Rome, naturally, had to approve all political positions before they could be filled. And the position of the Presiding (Chief) High Priest for Israel was included. Yet was this merely approval or, as some propose, that Rome actually chose who would fill the position?

At the time of Moses, God set forth that from Aaron on, Aaron's descendants had automatic entitlement to the office, provided they were the oldest son of the oldest son etc, back to Aaron. In other words Aaron's oldest living son became the next President of the priesthood. His oldest living son became the next one, etc. So by this instruction from God, Caiaphas was the oldest son, and a descendant of Aaron.

Yet if Catholicism is correct then the Jews had somehow lost the line of authority or that Rome had appointed those with no authority instead. They claim the Jews to have had no authority. But does the New Testament support this or teach the opposite? And, if the latter, did Caiaphas continue to have authority after Christ?

In regard to the father of John the Baptist Luke says _

"There was in the days of Herod, the king of Judea, a certain priest named Zacharias, of the course of Abia: and his wife was of the daughters of Aaron, and her name was Elizabeth." Luke 1:5

This is speaking of the priestly course of Abia (Abijah) as mentioned in the Old Testament (1 Chron 24:10, Neh 12:4). It demonstrates that Zacharias had authority and was of Aaron directly.

Furthermore when Zacharias went into the temple and was visited by the angel Gabriel, Gabriel said nothing about him not having authority to be there.

So having established that priesthood authority did exist among the Jews, the question then becomes, was Caiaphas himself a true President of the Priesthood?
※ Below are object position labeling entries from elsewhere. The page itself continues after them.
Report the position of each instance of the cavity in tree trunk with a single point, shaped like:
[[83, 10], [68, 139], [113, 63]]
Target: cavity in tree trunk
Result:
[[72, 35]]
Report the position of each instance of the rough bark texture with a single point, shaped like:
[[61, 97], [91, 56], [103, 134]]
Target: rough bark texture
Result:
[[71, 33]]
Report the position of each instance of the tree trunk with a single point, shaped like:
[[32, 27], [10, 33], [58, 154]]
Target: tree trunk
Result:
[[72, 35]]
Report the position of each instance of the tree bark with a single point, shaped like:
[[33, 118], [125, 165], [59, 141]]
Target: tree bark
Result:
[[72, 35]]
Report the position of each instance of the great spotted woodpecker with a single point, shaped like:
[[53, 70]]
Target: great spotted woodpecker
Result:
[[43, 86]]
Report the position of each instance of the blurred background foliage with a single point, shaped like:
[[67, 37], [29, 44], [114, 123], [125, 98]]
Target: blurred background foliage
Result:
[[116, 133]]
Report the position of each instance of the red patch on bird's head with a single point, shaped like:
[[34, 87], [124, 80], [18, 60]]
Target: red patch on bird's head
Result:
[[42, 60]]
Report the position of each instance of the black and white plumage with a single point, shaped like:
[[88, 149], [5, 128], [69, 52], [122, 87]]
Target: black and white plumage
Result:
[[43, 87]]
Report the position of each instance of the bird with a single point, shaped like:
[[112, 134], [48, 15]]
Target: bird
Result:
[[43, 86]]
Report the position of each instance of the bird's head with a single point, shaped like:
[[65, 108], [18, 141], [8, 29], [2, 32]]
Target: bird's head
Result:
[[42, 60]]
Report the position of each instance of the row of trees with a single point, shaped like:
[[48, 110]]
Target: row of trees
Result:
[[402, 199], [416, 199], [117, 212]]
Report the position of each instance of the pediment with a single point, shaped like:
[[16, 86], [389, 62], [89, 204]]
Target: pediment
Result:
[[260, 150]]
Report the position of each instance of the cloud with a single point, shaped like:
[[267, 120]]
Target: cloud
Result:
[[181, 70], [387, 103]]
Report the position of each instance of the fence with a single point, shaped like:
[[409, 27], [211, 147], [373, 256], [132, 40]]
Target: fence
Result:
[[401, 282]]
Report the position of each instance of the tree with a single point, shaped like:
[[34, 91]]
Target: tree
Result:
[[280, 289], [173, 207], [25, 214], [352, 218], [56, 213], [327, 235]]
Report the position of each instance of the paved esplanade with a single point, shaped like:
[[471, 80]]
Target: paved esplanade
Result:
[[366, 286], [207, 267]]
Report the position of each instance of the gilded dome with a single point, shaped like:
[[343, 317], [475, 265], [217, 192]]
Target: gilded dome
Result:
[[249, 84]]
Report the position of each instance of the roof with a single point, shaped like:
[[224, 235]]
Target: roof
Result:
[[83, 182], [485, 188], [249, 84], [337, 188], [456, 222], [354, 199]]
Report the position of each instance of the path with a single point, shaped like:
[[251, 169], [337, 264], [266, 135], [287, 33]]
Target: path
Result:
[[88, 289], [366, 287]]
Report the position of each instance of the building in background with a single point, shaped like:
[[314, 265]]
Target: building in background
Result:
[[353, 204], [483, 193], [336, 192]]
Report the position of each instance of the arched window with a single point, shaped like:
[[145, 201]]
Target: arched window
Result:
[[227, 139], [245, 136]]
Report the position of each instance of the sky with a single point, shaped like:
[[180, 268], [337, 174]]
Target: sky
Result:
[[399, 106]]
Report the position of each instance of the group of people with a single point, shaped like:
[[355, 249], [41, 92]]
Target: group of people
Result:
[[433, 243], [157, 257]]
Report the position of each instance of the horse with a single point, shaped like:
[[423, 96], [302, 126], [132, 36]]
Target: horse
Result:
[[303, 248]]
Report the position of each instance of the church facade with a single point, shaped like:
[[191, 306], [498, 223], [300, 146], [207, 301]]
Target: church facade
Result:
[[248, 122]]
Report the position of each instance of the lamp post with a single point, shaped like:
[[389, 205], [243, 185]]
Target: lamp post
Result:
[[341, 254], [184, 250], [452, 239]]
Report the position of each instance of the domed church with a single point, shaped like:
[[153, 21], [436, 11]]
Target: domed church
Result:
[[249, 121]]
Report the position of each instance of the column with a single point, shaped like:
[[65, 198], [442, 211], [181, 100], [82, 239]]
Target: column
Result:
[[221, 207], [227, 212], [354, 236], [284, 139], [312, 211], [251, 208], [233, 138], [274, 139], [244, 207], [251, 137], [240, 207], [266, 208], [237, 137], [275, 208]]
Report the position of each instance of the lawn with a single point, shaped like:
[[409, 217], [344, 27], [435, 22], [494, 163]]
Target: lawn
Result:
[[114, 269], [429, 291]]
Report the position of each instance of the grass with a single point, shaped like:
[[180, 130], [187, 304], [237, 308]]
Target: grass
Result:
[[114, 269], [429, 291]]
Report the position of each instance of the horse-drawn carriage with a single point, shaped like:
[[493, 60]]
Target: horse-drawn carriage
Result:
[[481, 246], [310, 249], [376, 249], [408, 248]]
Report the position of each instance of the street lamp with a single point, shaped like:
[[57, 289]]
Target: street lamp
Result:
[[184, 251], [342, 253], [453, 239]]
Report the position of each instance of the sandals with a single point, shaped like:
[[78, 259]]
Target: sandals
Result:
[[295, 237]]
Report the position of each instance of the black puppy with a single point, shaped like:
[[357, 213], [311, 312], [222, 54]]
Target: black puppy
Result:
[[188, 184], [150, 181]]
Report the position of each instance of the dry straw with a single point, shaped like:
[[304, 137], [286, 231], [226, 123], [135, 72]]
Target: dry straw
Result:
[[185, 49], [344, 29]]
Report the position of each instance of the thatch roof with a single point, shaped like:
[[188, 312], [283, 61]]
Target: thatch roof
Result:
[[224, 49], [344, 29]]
"And one of them, named Caiaphas, being the high priest that same year, said to them, You know nothing at all. Nor consider that it is expedient for us, that one man should die for the people, and that the whole nation not perish. AND THIS HE SPOKE NOT OF HIMSELF: BUT BEING HIGH PRIEST THAT YEAR, HE PROHESIED that Jesus should die for that nation. And not for that nation only..." John 11:49-52

This is clearly stating that Caiaphas was an authorised prophet of God, and that he had received revelation that was true.

So how did Jesus respond to Caiaphas's authority?

while Jesus knocked many of the ideas of the church leaders, he, nevertheless, supported the point that they sat in Moses seat of authority and should be obeyed.

"Then spoke Jesus to the multitude, and to his disciples, Saying, The scribes and pharisees sit in Moses' seat: All therefore whatever they bid you observe, that observe and do; but do not you after their works: for they say, and don't do it themselves." Matt 23:1-3

When Jesus was judged of the Jewish council, Mathew records that Jesus spoke nothing all night. That is until Caiaphas commanded him to answer his question. THEN Jesus answered.

"And the high priest arose, and said to him, Do you answer nothing? what is it which these witness against you? But Jesus held his peace. And the high priest answered and said to him, I adjure you by the living God, that you tell me whether you be the Christ, the Son of God. Jesus said to him, You have said..." Matt 26:62-64

So Caiaphas still had authority at this point.

Then did he lose authority after this, because he crucified Christ (as some others propose)?

"And you shall gird them with girdles, Aaron and his sons, and put the bonnets on them: and the priest's office shall be theirs for a perpetual statute: and you shall consecrate Aaron and his sons." Exo 29:9

God declared that this was a perpetual (never ending) situation. In other words nothing the High Priest does can effect his right to that office, provided he fulfilled the requirements laid down of washing and leaving alone dead bodies etc, for a period before performing his duties.

Some may question how it could be that there were 2 prophets upon the earth at the same time - Caiaphas and Peter (for example). Yet there are many prophets upon the earth right now. Also there was some form of president of the priesthood in the Americas at this time. And it would seem possible that there were others in other islands of the seas. Caiaphas had a right to automatic revelation for the Israelite church God had set up through Moses, and Peter had that right in the church of Jesus Christ.